WHAT TO HARVEST
Apples, Carrots, Cauliflower, Celery, Eggplants, Lemons, Mandarins, Mushrooms, Pears, Spinach
PLANT OF THE MONTH
Botanical name: Gardenia augusta
Colour: Creamy White
Gardenias are evergreen shrubs or small trees that feature glossy, deep green leaves and large white rose-like flowers. Gardenias are native to the tropical and subtropical regions of Africa, southern Asia, Australasia and Oceania. This species can be difficult to grow elsewhere because it demands high humidity to thrive and bright (not direct) light. These stunning flowers are famous for their intoxicating fragrance and they love a well-drained, humus-rich, acidic soil in a sunny or partly shaded position.
NEWS FROM THE FARM
Much of Australia’s productive grower regions largely consist of sandy soil profiles with semi desert climate conditions. Due to advanced technology and growing methods such as thermostatically controlled greenhouses, yields for in-ground vegetables can be substantially increased.
Young Sang & Co in Bundaberg with the Cravo system produces 300 tonnes of tomatoes per hectare on average compared to 80 tonnes per hectare in open fields.
Under these intensive conditions, in-ground disease pressures are tremendous and there is a lot of emphasis placed on using biologically active fertilisers such as Organic Booster and Organic Xtra, not only to suppress soil borne plant pathogens but to also to increase cation exchange capacity.
WHAT TO PLANT
Tropical – basil, borage, chicory, coriander, fennel, french tarragon, garlic, ginger, horseradish, mint, oregano, parsley, rosemary, sage
Sub Tropical – chicory, coriander, fennel, garlic, oregano
Cool/Temperate – fennel, garlic, oregano, parsley
May is a good time to show your soil some love as you prepare for the cooler months ahead. Pull out leftover summer veggie plants or turn them into the soil. Revitalise the soil with compost and manure. Gather any fallen leaves and add them to your compost heap. And you for lawn – fertilise with Eco88(s). If you take a little time during this month to ready your lawn for the winter season, you will help to ensure its health and vitality and keep it green.
PROGRESS IN YOUR VEGGIE PATCH
Plant loads of winter veggies and herbs to use in stews and soups over the coming months.

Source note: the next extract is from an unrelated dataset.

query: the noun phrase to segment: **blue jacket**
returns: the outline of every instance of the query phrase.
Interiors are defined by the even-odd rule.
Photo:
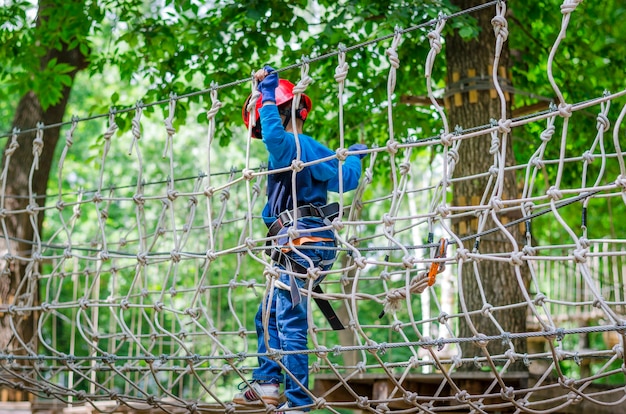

Nothing beats the flavour of slow cooked fresh herbs! As the weather cools, remove dead fruit from trees to prevent disease spreading. And for those of you in the cooler climates of Australia, you may experience the first damaging effects of frost this month, so why not spend cold or rainy days in the shed making some nice little frost covers? A couple of old garden stakes, some nails and some off cuts of shade cloth will see these covers ready to go when the temperature plummets. Your seedlings will thank you for it!